Bi Y M, Rothstein S J, Wildeman A G
Department of Molecular Biology and Genetics, University of Guelph, Ontario, Canada N1G 2W1.
Gene. 2001 Nov 28;279(2):175-9. doi: 10.1016/s0378-1119(01)00742-9.
The tetracycline (Tet) transactivator system is a powerful promoter system to control gene expression. However, expression of a cytotoxic gene in this system has been limited due to the lethal effect caused by low levels of basal expression of the toxic gene. In this report, we describe a novel strategy to express a toxic gene using the Tet system. The barstar gene is placed downstream of a minimal promoter and the barnase gene downstream of the tetracycline responsive element minimal promoter. When barnase is expressed at a basal level, its toxicity in human cell culture is offset by the similar basal level expression of barstar. However, when the barnase expression is induced with the transactivator protein, its overproduction leads to cell death. Therefore, this strategy allows cytotoxicity to be effectively regulated by tetracycline.

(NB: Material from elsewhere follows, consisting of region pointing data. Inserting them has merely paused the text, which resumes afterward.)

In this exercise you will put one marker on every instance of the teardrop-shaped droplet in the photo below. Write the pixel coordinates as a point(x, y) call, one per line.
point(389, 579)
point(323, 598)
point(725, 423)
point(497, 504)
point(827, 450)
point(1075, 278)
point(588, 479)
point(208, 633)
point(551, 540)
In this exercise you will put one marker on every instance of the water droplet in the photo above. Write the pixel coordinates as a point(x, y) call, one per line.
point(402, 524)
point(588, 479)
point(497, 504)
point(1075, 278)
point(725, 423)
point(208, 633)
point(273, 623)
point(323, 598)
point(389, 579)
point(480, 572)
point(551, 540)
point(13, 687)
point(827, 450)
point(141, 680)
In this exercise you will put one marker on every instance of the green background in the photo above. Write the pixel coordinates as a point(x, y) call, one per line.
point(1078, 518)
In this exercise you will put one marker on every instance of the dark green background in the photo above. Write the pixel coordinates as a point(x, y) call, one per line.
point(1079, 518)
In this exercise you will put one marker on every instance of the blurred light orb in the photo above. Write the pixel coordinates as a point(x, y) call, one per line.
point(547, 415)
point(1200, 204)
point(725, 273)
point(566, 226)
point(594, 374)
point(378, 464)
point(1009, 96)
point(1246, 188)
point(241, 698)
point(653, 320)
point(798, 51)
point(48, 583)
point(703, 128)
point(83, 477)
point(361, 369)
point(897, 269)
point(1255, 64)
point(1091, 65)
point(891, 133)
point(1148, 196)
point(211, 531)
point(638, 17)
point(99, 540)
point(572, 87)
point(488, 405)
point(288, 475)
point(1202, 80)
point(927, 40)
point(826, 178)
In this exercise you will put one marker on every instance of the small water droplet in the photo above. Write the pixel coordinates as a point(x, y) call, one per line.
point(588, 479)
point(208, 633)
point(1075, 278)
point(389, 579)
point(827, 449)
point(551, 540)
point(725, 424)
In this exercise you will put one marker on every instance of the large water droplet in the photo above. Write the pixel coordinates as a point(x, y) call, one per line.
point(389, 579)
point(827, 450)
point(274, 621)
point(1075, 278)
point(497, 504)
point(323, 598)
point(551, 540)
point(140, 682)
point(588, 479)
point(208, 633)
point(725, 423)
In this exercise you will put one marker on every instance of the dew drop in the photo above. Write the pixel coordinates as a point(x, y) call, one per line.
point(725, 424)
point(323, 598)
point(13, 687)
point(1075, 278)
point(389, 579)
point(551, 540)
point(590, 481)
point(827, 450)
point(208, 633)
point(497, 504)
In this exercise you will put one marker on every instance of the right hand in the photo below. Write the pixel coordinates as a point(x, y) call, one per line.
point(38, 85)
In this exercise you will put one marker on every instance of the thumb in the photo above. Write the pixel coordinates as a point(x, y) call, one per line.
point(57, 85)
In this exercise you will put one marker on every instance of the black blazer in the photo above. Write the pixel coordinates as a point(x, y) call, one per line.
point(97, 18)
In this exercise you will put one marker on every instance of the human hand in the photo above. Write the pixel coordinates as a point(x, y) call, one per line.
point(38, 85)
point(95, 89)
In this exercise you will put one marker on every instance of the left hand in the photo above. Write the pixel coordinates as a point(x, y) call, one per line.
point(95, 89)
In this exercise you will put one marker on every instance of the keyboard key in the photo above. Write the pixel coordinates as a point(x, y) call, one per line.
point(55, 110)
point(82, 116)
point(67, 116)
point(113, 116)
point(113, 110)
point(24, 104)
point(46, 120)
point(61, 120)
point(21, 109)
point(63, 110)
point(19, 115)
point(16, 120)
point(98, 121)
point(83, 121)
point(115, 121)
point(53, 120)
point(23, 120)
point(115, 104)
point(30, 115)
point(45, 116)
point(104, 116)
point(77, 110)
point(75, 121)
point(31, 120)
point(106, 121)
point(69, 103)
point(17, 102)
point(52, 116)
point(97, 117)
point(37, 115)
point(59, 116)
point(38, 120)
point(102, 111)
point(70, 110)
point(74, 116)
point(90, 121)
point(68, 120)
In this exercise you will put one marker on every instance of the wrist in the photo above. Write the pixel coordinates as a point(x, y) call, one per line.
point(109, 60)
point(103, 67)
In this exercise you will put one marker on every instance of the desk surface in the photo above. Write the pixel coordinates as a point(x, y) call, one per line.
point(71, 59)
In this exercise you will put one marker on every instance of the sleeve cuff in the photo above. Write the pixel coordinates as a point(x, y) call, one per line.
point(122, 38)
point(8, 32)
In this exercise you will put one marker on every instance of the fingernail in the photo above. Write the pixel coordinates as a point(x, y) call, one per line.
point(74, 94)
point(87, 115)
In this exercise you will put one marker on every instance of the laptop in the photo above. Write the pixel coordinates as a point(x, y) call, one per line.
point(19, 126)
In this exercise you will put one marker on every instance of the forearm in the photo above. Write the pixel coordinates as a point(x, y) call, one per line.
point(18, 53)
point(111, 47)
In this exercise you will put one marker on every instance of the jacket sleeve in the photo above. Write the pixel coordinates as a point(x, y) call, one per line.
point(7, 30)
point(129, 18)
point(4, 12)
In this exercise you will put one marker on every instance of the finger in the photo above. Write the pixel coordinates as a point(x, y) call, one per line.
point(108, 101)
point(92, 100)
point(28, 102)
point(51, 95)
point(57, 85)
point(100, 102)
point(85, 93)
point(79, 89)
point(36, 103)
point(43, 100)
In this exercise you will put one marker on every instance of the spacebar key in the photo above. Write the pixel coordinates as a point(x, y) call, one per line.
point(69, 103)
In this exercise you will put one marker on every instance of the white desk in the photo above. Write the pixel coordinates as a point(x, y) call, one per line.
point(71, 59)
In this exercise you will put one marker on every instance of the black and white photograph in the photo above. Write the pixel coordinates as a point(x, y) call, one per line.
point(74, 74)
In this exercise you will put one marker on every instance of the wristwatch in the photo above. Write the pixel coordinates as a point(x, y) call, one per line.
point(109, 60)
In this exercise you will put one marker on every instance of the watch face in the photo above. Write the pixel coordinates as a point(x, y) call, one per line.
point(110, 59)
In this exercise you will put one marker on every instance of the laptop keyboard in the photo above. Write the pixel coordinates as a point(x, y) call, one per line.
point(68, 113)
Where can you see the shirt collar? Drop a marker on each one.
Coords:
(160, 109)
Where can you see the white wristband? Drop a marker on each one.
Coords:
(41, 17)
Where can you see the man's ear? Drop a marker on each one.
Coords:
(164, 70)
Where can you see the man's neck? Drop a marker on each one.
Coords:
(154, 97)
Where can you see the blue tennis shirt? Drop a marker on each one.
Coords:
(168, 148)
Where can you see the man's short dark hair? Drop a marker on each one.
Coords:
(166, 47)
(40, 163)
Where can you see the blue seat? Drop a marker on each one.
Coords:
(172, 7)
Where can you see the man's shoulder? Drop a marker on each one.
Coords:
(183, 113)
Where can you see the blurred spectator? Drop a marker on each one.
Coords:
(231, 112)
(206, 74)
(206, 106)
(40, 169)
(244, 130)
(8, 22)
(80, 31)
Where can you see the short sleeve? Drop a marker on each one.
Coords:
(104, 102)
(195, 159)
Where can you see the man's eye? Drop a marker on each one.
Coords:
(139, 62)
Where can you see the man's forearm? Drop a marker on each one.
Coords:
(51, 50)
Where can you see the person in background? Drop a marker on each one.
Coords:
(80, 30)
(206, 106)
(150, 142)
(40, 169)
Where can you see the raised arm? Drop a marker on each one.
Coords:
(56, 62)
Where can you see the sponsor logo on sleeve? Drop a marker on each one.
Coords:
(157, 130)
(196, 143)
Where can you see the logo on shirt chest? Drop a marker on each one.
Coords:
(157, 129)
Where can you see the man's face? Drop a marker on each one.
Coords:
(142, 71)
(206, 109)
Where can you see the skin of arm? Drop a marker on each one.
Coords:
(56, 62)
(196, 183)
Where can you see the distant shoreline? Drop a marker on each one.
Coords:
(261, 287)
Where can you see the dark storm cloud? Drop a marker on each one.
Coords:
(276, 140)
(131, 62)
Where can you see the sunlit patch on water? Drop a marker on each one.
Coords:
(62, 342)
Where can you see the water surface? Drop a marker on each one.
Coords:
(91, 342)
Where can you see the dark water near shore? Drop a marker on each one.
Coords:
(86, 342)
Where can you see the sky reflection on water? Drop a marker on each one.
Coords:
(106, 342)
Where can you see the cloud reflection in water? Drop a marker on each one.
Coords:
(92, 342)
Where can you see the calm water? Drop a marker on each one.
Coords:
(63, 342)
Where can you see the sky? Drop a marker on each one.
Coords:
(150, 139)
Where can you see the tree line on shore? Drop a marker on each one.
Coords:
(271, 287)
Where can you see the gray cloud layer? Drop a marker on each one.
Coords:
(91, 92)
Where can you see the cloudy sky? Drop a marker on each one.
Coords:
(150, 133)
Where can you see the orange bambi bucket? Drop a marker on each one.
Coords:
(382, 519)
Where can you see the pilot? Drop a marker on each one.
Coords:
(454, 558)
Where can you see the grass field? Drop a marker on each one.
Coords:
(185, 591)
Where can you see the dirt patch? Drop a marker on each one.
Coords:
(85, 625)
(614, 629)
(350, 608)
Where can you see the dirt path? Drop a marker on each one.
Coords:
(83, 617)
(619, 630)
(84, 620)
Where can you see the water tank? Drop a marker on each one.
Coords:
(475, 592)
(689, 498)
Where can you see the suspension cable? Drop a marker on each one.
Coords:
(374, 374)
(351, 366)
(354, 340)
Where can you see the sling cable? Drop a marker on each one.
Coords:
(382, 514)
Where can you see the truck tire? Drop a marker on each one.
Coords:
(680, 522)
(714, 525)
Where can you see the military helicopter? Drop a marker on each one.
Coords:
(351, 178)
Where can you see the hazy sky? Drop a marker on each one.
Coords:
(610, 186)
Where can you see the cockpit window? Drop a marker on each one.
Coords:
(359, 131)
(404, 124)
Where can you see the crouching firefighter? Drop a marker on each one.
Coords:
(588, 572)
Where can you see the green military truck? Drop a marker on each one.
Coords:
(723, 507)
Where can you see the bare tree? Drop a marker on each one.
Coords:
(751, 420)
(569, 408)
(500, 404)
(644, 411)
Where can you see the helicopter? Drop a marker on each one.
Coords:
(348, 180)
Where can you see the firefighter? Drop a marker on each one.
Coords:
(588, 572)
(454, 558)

四环素(Tet)反式激活系统是一种用于控制基因表达的强大启动子系统。然而,由于毒性基因的低水平基础表达所导致的致死效应,该系统中细胞毒性基因的表达受到了限制。在本报告中,我们描述了一种使用Tet系统表达毒性基因的新策略。将barstar基因置于最小启动子的下游,而将barnase基因置于四环素反应元件最小启动子的下游。当barnase以基础水平表达时,其在人细胞培养中的毒性会被barstar相似的基础水平表达所抵消。然而,当用反式激活蛋白诱导barnase表达时,其过量产生会导致细胞死亡。因此,该策略能够通过四环素有效地调节细胞毒性。